Storytelling with Pictures: Graphic Novel Memoirs
Comics have been a great medium for storytelling, ever since Superman first appeared on the pages of Action Comics. As time has progressed, authors and illustrators have found new ways to use the comic format, including writing memoirs. Graphic novel memoirs provide a unique spin on the way memoirs are written, and allow for some truly innovative storytelling. Here are a few highlights:
The Complete Maus by Art Spiegleman. Pantheon, 1996. $35
Art Spiegleman’s Maus is one of the most highly regarded graphic novel memoirs, receiving a Pulitzer Prize in 1992. Spiegleman recounts his father Vladek’s experience during the Holocaust. What makes Maus unique is Spiegleman’s use of animals to represent different groups, with Jews being drawn as mice and Nazis as cats. In addition to sharing Vladek’s story of survival, Maus also explores the often tense relationship between father and son, as Vladek is not an easy person to get along with, as well as the ripple effect on their family from Spiegelman’s mother’s suicide.
Good Talk by Mira Jacob. One Word, 2019. $30
Mira Jacob’s Good Talk is described as a memoir in conversations. Jacob starts the memoir by featuring conversations with her hilarious six-year-old son Z, who, like most six-year-olds, has many questions about many topics. Gradually, these conversations turn to more serious topics, like race. Taking place during the lead up to the 2016 election, Jacob begins examining her own experiences with identity and race, through conversations with her parents, in-laws, husband, and friends. Good Talk features characters drawn on top of photographs, giving the reader a sense of location. Good Talk tackles important topics with a great sense of humor, and shows how crucial having conversations with loved ones is.

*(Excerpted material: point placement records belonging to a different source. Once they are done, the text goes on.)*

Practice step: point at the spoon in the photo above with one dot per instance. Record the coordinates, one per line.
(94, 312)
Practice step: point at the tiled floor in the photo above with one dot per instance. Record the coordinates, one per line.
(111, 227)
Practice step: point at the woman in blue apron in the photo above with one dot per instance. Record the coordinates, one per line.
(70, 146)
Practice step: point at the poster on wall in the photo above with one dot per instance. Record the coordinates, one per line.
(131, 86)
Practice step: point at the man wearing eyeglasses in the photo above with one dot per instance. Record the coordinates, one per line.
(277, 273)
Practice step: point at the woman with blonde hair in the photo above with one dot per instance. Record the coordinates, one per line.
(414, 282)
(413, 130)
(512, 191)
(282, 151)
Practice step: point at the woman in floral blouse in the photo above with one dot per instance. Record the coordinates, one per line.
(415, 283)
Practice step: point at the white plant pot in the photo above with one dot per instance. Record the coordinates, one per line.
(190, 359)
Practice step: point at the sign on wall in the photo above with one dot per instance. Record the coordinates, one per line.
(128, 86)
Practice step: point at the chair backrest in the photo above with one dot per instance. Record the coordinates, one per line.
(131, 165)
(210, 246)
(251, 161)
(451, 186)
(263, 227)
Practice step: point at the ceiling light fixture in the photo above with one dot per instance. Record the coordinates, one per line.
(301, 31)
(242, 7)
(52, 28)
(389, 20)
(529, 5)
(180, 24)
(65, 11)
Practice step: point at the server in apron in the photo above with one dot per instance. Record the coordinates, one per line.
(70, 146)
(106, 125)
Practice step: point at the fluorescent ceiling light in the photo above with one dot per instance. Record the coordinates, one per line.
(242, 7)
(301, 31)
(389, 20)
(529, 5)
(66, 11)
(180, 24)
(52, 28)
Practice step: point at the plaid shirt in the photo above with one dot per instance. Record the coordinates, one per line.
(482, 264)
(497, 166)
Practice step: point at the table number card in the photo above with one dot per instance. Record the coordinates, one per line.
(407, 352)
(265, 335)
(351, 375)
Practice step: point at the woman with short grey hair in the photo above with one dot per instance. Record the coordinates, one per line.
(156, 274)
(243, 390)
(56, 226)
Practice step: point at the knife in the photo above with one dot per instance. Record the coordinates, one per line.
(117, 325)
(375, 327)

Belonging: A German Reckons with History and Home by Nora Krug. Scribner, 2018. $20
Nora Krug grew up in Germany, but moved to the United States as an adult. In Belonging, she struggles to come to terms with her identity and the history of her home country and her family. Krug does not share the same sort of pride for her homeland as the people she meets at the German-American festivals. Prompted by this uneasy feeling, Krug decides to return to Germany and conduct research to learn the truth about her family’s involvement during World War II. Belonging is beautifully written and illustrated, and with photographs and other mementos makes the reader feel like they are reading a family scrapbook.
This is a small sampling of the many wonderful memoirs told as graphic novels available at your library. Some other excellent titles to try are the works of Lucy Knisley, Gender Queer by Maia Kobabe, Persepolis by Marjane Satrapi, The Best We Could Do by Thi Bui, and Stitches by David Small.